Multi-regional configurations under consideration:

  • nam3: Read-write replicas in east of US, and optional replicas in Europe and Asia
  • nam11: Read-write replicas across multiple North American regions
  • nam-eur-asia3: Read-write across North America, and read only across Europe and Asia

Client Side Latency Testing

We tested the latency between various GCP regions and the current Topology Service hosted in us-east1/us-central1 to mimic our production environment where HTTP Router can send requests to it from all over the globe.
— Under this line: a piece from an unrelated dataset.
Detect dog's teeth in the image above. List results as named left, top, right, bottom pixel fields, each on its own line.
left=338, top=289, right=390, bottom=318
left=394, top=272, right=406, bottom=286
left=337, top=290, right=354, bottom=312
Testing was performed using GCP VMs running k6 load testing tool, which provides an indication of cross-region latency patterns.

Test VMs were created in the following regions:

  • asia-east1-a (n1-standard-4)
  • europe-west1-b (n1-standard-4)
  • us-east1 (n1-standard-4)
  • us-central1 (n1-standard-4)

The k6 test script made POST requests to the Topology Service’s /v1/classify endpoint with a single virtual user over 30 seconds.

K6s Latency Testing Methodology

See this Comment for further details

import http from 'k6/http';
import { check } from 'k6';

export const options = {
  vus: 1, // Number of virtual users
  duration: '30s', // Test duration
};

export default function() {
  const url = 'https://topology-rest.runway.gitlab.net/v1/classify';
  const payload = JSON.stringify({
    type: "CELL_ID",
    value: "2"
  });

  const params = {
    headers: {
      'Content-Type': 'application/json',
    },
  };

  const response = http.post(url, payload, params);

  // Check if the request was successful
  check(response, {
    'status is 200': (r) => r.status === 200,
  });
}

Results

Baseline Configuration (us-east1/us-central1 deployment):

Run us-east1 europe-west1-b asia-east1-c
1 11.57ms 105.69ms 182.41ms
2 11.27ms 106.12ms 188.10ms
3 12.04ms 105.12ms 182.79ms
Avg 11.63ms 105.64ms 184.43ms

Multi-Regional Configuration (us-east1/us-central1/europe-west1/asia-east1 deployment):

Run us-east1 europe-west1 asia-east1 us-central1
1 14.35ms 17.59ms 11.48ms 31.30ms
2 14.82ms 18.12ms 11.23ms 32.87ms
3 13.92ms 17.21ms 11.79ms 30.76ms
Avg 14.36ms 17.64ms 11.50ms 31.64ms

Analysis

The latency testing reveals significant improvements for international regions when using multi-regional deployment:

  • Europe latency improvement: 83% reduction (105.64ms → 17.64ms)
  • Asia latency improvement: 94% reduction (184.43ms → 11.50ms)
  • US East Coast: Slight increase (11.63ms → 14.36ms) due to distributed routing

These results demonstrate that while our proposed nam11 configuration serves North American users well, there would be substantial performance benefits for future EU or Asia-based deployments if we migrate to nam-eur-asia3.

Server Side Latency

Spanner uses Paxos for replication. In multi-regional a successful write means that it’s done on both regions. Both regions need to have low latency between them to speed up the writes. The Performance Dashboard below shows that the least amount of latency is between us-east1 and us-east4 which are the regions for nam3.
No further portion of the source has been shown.